Question: Why is Naïve Bayes called "generative" and what is its discriminative counter part?
Naive Bayes is called "generative" because it models the joint distribution of the input \( x \) and the label \( y \). Its discriminative counterpart is Logistic Regression.
True or False, and Explain Why: Naive Bayes assumes that the features are independent \( P(\mathbf{x}) = \prod_{\alpha=1}^d P(\mathbf{x}_{\alpha}) \).
False! Naive Bayes assumes that the features are independent given the label.
True or False, and Explain Why: If the training dataset is linearly separable, Naive Bayes will obtain zero training error.
False!

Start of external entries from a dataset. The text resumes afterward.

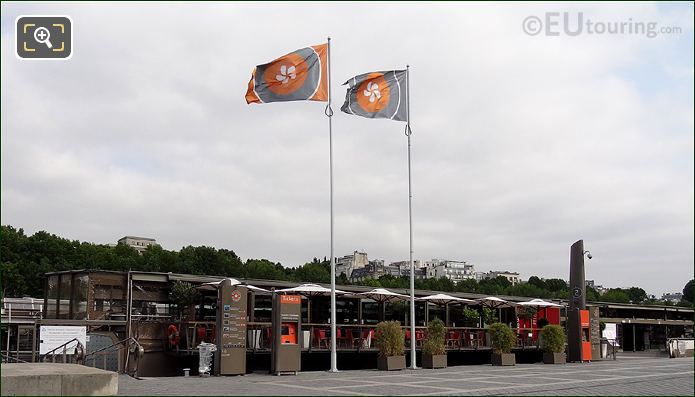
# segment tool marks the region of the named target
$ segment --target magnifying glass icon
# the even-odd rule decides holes
[[[46,44],[46,46],[48,46],[48,48],[53,48],[53,44],[51,44],[50,38],[51,38],[51,32],[48,29],[44,28],[43,26],[38,27],[34,31],[34,40],[36,40],[37,42],[39,42],[41,44]]]

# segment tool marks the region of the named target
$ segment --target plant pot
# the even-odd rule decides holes
[[[446,354],[423,354],[422,368],[446,368]]]
[[[514,353],[492,353],[490,358],[492,365],[516,365]]]
[[[398,371],[405,369],[405,356],[379,356],[377,368],[380,371]]]
[[[543,364],[564,364],[566,362],[565,353],[543,353]]]

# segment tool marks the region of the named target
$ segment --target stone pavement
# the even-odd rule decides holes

Naive Bayes's decision boundary won't necessarily be a separating hyperplane.
Question: MAP estimation with +1 smoothing in Naive Bayes with \( c \) classes and a categorical distribution with \( k \) categories per feature is equivalent to adding how many hallucinated samples to the training set?
\( ck \)
When is the Naïve Bayes decision boundary identical to logistic regression?
In the limit as the dataset size becomes large, if the Naive Bayes modeling assumption holds on the source distribution.
True or False, and Explain Why: kNN is a generative classifier.
False. kNN doesn't model a distribution over examples \(x\).
Question: What is the main assumption behind nearest-neighbor classification?
Similar inputs have similar outputs.
Name one advantage of kNN over logistic regression, and vice versa.
kNN can produce sophisticated nonlinear decision boundaries. Logistic regression doesn't suffer from the curse of dimensionality.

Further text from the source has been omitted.